Was das Bundesamt für Gesundheitswesen unterließ, hat inzwischen das Bundesamt für Umweltschutz (BSU) getan. In der Stoffverordnung wird die Verwendung von Pentachlorphenol- Holzschutzmitteln ab September 1989 verboten, und zwar aus Umweltschutzgründen: Bei der Verbrennung des Stoffs kann nämlich das hochgiftige Dioxin entstehen.Langwieriges Prozedere

Zu einem Seilziehen im Fachausschuss kam es auch beim Thema Formaldehyd.
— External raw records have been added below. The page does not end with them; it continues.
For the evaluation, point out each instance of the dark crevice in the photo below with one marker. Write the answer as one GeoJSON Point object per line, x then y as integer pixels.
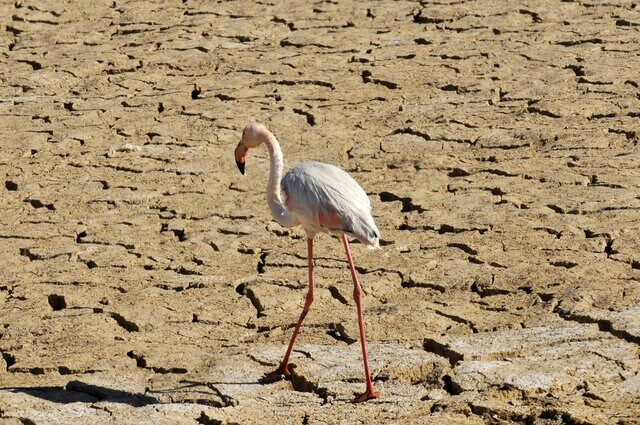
{"type": "Point", "coordinates": [412, 132]}
{"type": "Point", "coordinates": [603, 324]}
{"type": "Point", "coordinates": [433, 346]}
{"type": "Point", "coordinates": [407, 204]}
{"type": "Point", "coordinates": [311, 120]}
{"type": "Point", "coordinates": [57, 302]}
{"type": "Point", "coordinates": [127, 325]}
{"type": "Point", "coordinates": [11, 186]}
{"type": "Point", "coordinates": [338, 332]}
{"type": "Point", "coordinates": [463, 247]}
{"type": "Point", "coordinates": [335, 293]}
{"type": "Point", "coordinates": [366, 78]}
{"type": "Point", "coordinates": [261, 263]}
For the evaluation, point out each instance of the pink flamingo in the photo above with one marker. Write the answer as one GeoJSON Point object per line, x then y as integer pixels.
{"type": "Point", "coordinates": [321, 198]}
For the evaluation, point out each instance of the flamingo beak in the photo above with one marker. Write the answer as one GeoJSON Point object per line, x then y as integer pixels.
{"type": "Point", "coordinates": [241, 155]}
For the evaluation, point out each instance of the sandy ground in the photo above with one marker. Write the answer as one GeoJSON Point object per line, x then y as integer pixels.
{"type": "Point", "coordinates": [144, 281]}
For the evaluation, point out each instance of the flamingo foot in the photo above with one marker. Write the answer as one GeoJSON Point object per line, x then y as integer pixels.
{"type": "Point", "coordinates": [279, 374]}
{"type": "Point", "coordinates": [371, 393]}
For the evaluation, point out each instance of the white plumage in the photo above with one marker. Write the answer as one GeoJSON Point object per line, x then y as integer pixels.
{"type": "Point", "coordinates": [312, 189]}
{"type": "Point", "coordinates": [321, 198]}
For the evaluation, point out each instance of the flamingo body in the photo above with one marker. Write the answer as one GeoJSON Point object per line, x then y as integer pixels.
{"type": "Point", "coordinates": [321, 198]}
{"type": "Point", "coordinates": [325, 198]}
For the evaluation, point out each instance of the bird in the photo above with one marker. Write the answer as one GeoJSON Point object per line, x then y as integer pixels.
{"type": "Point", "coordinates": [322, 198]}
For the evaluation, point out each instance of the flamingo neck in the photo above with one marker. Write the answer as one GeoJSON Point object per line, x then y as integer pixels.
{"type": "Point", "coordinates": [274, 192]}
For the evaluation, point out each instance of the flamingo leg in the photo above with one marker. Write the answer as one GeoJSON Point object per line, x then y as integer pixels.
{"type": "Point", "coordinates": [282, 372]}
{"type": "Point", "coordinates": [357, 296]}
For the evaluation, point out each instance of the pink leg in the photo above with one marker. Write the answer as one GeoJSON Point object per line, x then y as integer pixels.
{"type": "Point", "coordinates": [357, 296]}
{"type": "Point", "coordinates": [283, 370]}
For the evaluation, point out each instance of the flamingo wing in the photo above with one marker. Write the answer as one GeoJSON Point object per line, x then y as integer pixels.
{"type": "Point", "coordinates": [327, 198]}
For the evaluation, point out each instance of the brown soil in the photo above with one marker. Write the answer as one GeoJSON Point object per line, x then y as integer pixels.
{"type": "Point", "coordinates": [144, 281]}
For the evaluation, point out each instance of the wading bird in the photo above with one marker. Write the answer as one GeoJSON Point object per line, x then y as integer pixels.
{"type": "Point", "coordinates": [321, 198]}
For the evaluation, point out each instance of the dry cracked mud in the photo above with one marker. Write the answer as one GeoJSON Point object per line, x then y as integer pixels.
{"type": "Point", "coordinates": [143, 280]}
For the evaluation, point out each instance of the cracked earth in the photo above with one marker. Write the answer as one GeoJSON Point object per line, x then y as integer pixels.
{"type": "Point", "coordinates": [143, 280]}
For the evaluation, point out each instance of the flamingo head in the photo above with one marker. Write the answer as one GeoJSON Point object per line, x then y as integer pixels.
{"type": "Point", "coordinates": [253, 135]}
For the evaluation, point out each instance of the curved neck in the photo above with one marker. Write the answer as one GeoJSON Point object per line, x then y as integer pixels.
{"type": "Point", "coordinates": [274, 191]}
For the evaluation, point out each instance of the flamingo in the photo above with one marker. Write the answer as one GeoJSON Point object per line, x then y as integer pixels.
{"type": "Point", "coordinates": [321, 198]}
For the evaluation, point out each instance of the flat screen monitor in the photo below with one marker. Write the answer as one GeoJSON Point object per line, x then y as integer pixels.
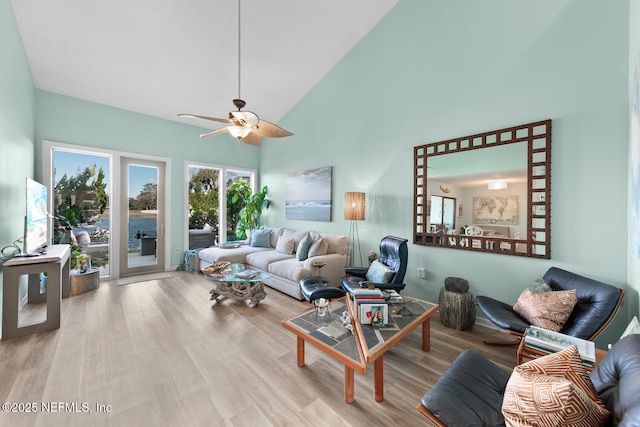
{"type": "Point", "coordinates": [36, 219]}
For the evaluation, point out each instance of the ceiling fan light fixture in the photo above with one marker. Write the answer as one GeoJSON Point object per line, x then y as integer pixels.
{"type": "Point", "coordinates": [497, 185]}
{"type": "Point", "coordinates": [239, 131]}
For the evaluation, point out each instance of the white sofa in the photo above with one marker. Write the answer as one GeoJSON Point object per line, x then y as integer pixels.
{"type": "Point", "coordinates": [286, 270]}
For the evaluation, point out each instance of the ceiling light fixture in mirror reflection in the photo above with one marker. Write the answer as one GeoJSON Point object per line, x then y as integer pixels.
{"type": "Point", "coordinates": [501, 184]}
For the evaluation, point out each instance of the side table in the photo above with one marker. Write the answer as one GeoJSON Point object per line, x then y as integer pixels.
{"type": "Point", "coordinates": [56, 264]}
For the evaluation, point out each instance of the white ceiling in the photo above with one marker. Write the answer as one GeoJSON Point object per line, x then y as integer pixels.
{"type": "Point", "coordinates": [164, 57]}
Ebenfalls vor Jahren forderten die Gesundheitsbehörden der Kantone vom Bund einen maximal zulässigen Wert für die Raumluft. Das Gas reizt schon in kleinster Konzentration die Schleimhäute und kann bei Allergikern Kopfweh und Migräne auslösen.

Es dauerte Jahre, bis sich das BAG zu einem Richtwert von 0.2 Kubikzentimetern Formaldehyd pro Kubikmeter Raumluft durchdringen konnte – und diese Grenze ist erst doch doppelt so hoch wie in der BRD angesetzt.
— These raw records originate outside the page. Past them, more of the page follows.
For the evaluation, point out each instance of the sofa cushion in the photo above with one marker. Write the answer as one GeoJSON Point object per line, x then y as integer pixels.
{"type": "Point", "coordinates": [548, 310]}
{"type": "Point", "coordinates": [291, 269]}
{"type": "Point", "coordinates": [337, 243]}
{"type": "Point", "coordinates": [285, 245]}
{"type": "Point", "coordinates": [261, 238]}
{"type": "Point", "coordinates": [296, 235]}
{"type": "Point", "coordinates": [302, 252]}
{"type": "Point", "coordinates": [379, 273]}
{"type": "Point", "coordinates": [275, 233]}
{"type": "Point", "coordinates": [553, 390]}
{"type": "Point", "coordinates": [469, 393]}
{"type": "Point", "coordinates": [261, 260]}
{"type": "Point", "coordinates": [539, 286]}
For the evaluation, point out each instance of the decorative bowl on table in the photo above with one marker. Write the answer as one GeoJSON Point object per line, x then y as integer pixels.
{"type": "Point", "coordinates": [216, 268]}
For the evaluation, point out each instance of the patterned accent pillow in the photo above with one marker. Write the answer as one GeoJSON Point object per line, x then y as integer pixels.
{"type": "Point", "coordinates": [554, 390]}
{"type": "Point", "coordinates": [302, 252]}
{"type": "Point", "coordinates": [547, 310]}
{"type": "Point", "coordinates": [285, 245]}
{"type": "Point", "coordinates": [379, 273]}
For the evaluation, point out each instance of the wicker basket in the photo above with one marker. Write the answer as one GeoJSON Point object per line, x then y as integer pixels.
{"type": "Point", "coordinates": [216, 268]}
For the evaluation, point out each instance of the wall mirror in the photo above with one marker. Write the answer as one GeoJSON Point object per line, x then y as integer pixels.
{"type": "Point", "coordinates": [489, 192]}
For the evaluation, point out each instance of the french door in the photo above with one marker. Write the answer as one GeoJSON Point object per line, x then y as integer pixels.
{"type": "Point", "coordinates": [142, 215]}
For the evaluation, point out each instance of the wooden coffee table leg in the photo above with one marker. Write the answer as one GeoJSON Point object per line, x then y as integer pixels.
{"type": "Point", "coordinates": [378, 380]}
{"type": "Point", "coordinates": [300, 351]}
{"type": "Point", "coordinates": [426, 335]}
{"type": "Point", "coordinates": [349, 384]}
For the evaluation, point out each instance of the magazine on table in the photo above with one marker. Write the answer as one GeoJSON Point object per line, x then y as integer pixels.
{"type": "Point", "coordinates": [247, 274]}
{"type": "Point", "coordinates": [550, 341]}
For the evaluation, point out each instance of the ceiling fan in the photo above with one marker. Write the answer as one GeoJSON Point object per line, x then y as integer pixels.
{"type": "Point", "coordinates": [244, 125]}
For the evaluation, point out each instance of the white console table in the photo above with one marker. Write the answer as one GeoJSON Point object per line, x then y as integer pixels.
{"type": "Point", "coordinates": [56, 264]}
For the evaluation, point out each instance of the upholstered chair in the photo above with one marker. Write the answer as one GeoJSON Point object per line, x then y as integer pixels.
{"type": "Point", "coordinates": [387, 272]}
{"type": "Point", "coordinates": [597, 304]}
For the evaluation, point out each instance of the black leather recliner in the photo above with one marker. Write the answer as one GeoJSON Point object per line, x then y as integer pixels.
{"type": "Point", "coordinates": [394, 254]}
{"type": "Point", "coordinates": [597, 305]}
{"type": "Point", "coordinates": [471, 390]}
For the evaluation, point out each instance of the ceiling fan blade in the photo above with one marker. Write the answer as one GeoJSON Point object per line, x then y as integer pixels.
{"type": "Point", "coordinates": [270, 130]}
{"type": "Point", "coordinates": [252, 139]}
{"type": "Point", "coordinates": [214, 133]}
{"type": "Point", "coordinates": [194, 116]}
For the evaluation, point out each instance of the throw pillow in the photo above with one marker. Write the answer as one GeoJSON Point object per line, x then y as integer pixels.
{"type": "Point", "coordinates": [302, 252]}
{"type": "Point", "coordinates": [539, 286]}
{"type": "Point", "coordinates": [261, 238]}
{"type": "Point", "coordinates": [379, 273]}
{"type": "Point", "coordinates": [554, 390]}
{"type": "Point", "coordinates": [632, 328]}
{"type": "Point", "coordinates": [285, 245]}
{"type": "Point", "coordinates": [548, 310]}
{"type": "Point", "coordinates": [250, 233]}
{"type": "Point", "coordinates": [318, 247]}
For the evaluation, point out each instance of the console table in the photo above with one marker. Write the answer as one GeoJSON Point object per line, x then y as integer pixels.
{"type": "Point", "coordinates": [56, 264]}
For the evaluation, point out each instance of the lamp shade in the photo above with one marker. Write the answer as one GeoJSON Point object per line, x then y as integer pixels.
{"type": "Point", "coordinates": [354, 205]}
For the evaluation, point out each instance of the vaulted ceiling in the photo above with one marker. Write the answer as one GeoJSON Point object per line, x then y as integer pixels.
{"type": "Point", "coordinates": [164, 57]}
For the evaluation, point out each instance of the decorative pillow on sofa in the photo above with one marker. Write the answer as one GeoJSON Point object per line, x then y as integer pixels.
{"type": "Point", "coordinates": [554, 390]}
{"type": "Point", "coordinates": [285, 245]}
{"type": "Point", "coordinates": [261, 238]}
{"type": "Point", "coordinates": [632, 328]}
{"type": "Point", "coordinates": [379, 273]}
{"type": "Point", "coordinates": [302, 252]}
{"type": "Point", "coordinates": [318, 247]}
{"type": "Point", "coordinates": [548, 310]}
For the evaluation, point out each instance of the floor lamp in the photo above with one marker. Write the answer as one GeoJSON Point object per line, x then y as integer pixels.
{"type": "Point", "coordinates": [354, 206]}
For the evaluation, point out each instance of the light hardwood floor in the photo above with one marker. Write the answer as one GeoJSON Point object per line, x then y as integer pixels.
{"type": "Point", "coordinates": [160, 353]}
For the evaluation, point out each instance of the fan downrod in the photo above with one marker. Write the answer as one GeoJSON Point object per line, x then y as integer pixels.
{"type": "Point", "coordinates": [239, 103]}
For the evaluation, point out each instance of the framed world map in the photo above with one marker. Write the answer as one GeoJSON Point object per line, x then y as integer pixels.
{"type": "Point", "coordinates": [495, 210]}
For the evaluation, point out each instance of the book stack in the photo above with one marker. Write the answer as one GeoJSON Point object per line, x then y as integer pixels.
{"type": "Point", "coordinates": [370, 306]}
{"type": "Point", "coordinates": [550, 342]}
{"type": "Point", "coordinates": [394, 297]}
Die Betroffene Industrie habe „faustdick gelogen“, um solche Einschränkungen abzuwenden, meint Martin Schüpbach. Dem Druck einer empörten Öffentlichkeit begegneten die attackierten Spanplatten – Hersteller im Inland vor gut einem Jahr mit einem freiwilligen Gütezeichen für giftarmes Pressholz.
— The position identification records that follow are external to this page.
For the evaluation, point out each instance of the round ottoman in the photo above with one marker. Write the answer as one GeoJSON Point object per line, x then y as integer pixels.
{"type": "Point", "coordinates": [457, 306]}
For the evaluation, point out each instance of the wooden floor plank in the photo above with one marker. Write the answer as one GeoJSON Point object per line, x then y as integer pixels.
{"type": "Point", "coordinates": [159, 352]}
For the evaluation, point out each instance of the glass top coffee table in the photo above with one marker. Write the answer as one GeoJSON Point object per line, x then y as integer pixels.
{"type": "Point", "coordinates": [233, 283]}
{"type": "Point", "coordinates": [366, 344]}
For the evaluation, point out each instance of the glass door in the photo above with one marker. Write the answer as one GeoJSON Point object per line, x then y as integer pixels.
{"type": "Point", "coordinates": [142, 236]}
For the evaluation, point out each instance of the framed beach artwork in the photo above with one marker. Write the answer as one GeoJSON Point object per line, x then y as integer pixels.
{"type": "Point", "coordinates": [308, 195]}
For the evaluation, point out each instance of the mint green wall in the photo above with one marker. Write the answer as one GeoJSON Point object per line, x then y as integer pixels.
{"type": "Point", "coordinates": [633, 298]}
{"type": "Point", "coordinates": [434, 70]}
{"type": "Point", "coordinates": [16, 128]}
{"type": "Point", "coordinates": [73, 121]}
Die Informationsstelle Umweltchemie weist auf den unverbindlichen Charakter solcher Regelungen hin, liegt doch die ganze Beweislast bei den betroffenen Bewohnern. „ Der Einwohner spielt dabei die Rolle eines Versuchskaninchens, bis klar ist, ob eine Gesundheitsgefährdung vorliegt oder nicht“, verdeutlicht Martin Schüpbach die Misere.

„Mehr Gesundheitsschutz in der Wohnung erfordert die Umkehrung der Beweislast auf der Basis neuer gesetzlicher Regelungen“, hält die Informationsstelle Umweltchemie fest. Hersteller und Anwender müssten die unbedenkliche Verwendung ihrer Produkte im Wohnungsbau nachweisen. Ziel der befragen Kantonschemiker ist eine Positivliste erlaubter Stoffe, die einen präventiven Gesundheitsschutz garantieren könnte.

Kantonschemiker Roger Biedermann glaubt, Gift- und Lebensmittelgesetz sowie eine Verschärfung der Stoffverordnung sollten ausreichen, um das Problem auf Verordnungsstufe zu lösen, wenn man nur wollte. Beim BAG deutet freilich derzeit nicht viel auf ein forsches Handeln. Wie erklärt sich denn die hart kritisierte Abteilung von Albert Aebi die Aufregung der Kantonschemiker? „Sie stehen eben im Schussfeld, weil sich der Bürger an sie wendet“, antwortete der Bundesbeamte. Die Enttäuschung beruhe im übrigen auf Gegenseitigkeit, hätten die Kantone den Vollzug des Giftgesetztes doch zum teil auch verschlafen.

Zumindest in der Baubranche sorgen die Warnsignale der Kantonschemiker für Bewegung. Architekten besinnen sich auf die Wissenschaft der Baubiologie und versuchen, das Wohlbefinden des Menschen wieder ins Zentrum ihrer Tätigkeit zu stellen. Die Problematik der Raumluft-Belastung durch abbröckelnde Spritzasbest-Fasern hat die Gefahren moderner Bautechnik dem letzten vor Augen geführt. So sind denn natürliche Materialien erneut gefragt, man schont Energie, vermeidet Wasseradern und Störungszonen auf dem Baugrund.

Der Chemikalien-Boom hat das Arbeitstempo auf dem Bau zum Teil beträchtlich gesteigert. Doch der Preis, den wir alle dafür zahlen, ist hoch. Denn er ruiniert gleichzeitig die Gesundheit von Handwerkern und Bewohnern.